WASHINGTON (KERO) — A recent decision by President Joe Biden concerning documents related to the assassination of John F Kennedy is raising questions about what the government knew ahead of the assassination.
Late in June, the President issued a final order certifying documents from the JFK investigation to be released. However, a judge upheld the order, keeping thousands of documents from the investigation under wraps.
The New York Times reports more than 4,500 files remain either partially or fully withheld from the public's eye.
Jefferson Morley is the editor of the blog "JFK Facts." According to Morley, some of the files being withheld could shed light on the CIA's investigation before JFK's death.
"What remains is about 4,400 documents from a variety of federal agencies, primarily the CIA, that still contain some redactions ranging from a word to a paragraph to a page to the whole document," explained Morley.
Morley says that there is one name that has been a mystery all these years that was made public in the files: Rueben Efron. Efron worked for the CIA and was intercepting Lee Harvey Oswald's mail months before the assassination.

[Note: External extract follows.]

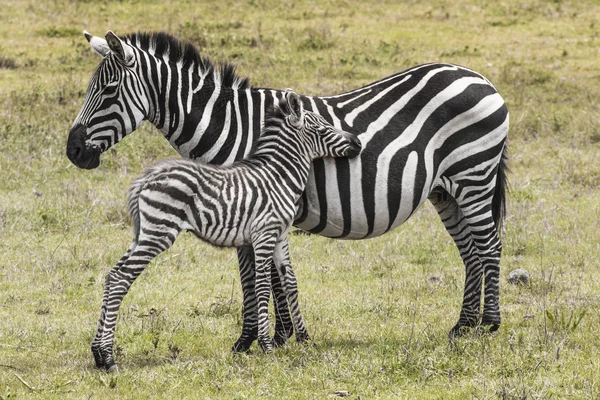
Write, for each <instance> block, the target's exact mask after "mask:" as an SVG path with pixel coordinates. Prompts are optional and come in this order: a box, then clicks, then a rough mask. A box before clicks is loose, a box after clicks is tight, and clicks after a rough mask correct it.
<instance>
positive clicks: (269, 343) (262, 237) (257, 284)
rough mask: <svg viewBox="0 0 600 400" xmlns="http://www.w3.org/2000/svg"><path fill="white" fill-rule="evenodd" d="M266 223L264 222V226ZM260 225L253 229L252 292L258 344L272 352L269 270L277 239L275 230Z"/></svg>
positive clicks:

"Ruben Efron died 30 years ago, so they are not protecting the name of a living person," said Morley. "They are protecting the operational activity that he was engaged in, which was reading Lee Harvey Oswald's mail. What it shows is that the CIA was running some kind of intelligence operation, we don't know exactly what, around Lee Harvey Oswald, the accused assassin, while President Kennedy was still alive."
It will now be up to individual government agencies to determine if and when more documents from the investigation are released in the future.